When conducting the registration of objects, a number of regions did not register schools, kindergartens, offices, shops and other objects that do not have stationary sources. At the same time, on the site https://onv.fsrpn.ru, you can familiarize yourself with the registered objects. Among them, you can find the very objects that are indicated above.
For example, Object 03-0123-002850-P Kindergarten - based on the emissions presented, parking or travel, which is most likely located outside the kindergarten area, but was purposefully considered for inclusion in the register, was taken into account
A separate block in the objects not subject to registration, construction objects are taken out. From the explanations it follows that "capital construction projects are subject to registration with the state after their commissioning."
However, construction work has no less impact on the environment than operating enterprises.
The issue of registration is closely related to the regulation and administration of payments (based on the assumptions and justifications of 219-FZ)
Namely: from January 1, 2019, standards for waste generation and limits for their disposal are developed by legal entities and individual entrepreneurs, as a result of economic and (or) other activities of which waste is generated during the operation of facilities of category 1, 2, 3. When carrying out economic and (or) other activities at the facilities of category IV, determined in accordance with the legislation in the field of environmental protection, the development of standards for the generation of waste and limits for their disposal and reporting on the generation, use, disposal, disposal of waste are not required. And again, about the conditionally 5th category - there are no objects that do not have a negative impact
The situation is similar with the approval of standards for permissible emissions, standards for permissible discharges: Norms for permissible emissions, standards for permissible discharges are not calculated for facilities of category IV.
Regarding the payment for the negative impact on the environment in accordance with Article 16.1 1. The payment for the negative impact on the environment shall be paid by legal entities and individual entrepreneurs who carry out economic and economic activities on the territory of the Russian Federation, on the continental shelf of the Russian Federation and in the exclusive economic zone of the Russian Federation (or) other activities that have a negative impact on the environment (hereinafter - persons obligated to pay), with the exception of legal entities and indie idualnyh entrepreneurs engaged in economic and (or) other activities exclusively on the objects of category IV.

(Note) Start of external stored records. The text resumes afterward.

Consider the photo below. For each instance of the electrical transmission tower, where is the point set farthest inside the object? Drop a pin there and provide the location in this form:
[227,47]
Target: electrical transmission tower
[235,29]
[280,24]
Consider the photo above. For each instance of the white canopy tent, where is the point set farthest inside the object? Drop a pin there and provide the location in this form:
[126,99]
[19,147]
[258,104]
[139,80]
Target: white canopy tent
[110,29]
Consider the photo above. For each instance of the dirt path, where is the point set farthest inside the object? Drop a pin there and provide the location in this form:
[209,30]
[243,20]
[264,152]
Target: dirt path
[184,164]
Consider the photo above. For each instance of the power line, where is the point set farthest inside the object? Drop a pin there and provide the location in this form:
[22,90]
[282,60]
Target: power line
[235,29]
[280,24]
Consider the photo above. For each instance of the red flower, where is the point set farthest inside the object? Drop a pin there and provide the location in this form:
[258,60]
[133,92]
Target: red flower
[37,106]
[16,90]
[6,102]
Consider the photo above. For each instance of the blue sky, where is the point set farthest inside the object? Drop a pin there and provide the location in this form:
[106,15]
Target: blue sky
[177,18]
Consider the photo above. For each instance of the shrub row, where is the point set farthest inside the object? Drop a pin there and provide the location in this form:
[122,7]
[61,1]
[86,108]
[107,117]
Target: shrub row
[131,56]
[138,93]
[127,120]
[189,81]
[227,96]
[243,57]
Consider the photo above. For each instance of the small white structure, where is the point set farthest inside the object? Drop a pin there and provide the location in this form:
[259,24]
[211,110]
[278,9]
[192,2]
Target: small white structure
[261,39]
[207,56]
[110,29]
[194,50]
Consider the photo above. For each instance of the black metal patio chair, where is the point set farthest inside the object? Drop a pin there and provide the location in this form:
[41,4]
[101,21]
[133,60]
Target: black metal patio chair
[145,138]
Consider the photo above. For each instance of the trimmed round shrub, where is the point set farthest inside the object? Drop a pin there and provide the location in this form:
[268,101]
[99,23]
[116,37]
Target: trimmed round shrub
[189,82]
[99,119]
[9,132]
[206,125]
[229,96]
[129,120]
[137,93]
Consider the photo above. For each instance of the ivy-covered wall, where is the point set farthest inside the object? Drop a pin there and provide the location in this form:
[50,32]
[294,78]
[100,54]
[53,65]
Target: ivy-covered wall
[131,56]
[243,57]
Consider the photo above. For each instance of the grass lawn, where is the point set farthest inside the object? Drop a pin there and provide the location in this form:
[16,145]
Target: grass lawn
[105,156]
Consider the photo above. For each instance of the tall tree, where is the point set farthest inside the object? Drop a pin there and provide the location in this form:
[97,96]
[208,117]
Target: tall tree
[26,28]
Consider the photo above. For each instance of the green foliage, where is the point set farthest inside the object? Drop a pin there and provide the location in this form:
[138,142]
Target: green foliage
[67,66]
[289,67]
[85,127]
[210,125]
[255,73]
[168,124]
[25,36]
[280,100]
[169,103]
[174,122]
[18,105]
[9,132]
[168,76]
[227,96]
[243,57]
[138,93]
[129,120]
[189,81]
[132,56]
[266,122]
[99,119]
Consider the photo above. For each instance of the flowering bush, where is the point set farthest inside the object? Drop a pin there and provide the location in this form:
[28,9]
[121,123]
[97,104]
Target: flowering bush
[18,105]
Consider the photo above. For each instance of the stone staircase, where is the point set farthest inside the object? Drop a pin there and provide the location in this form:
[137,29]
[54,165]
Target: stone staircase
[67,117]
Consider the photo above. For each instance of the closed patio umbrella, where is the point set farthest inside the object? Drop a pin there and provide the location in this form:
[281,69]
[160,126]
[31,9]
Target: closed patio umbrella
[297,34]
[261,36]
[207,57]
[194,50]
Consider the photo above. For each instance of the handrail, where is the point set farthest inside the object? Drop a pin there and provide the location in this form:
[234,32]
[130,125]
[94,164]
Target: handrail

And in accordance with paragraph 2 of this article, Registration of persons obligated to pay is carried out when maintaining state records of facilities that have a negative impact on the environment, in accordance with this Federal Law.
Decree of the Government of the Russian Federation of 03.03.2017 N 255 "On the calculation and collection of fees for negative environmental impacts" confirms the rule on who should pay the fee: clause 7. Accounting for persons obligated to pay fees is carried out by the Federal Service for Supervision of Natural Resources when conducting state accounting of facilities that have a negative impact on the environment, in accordance with the Federal Law "On Environmental Protection".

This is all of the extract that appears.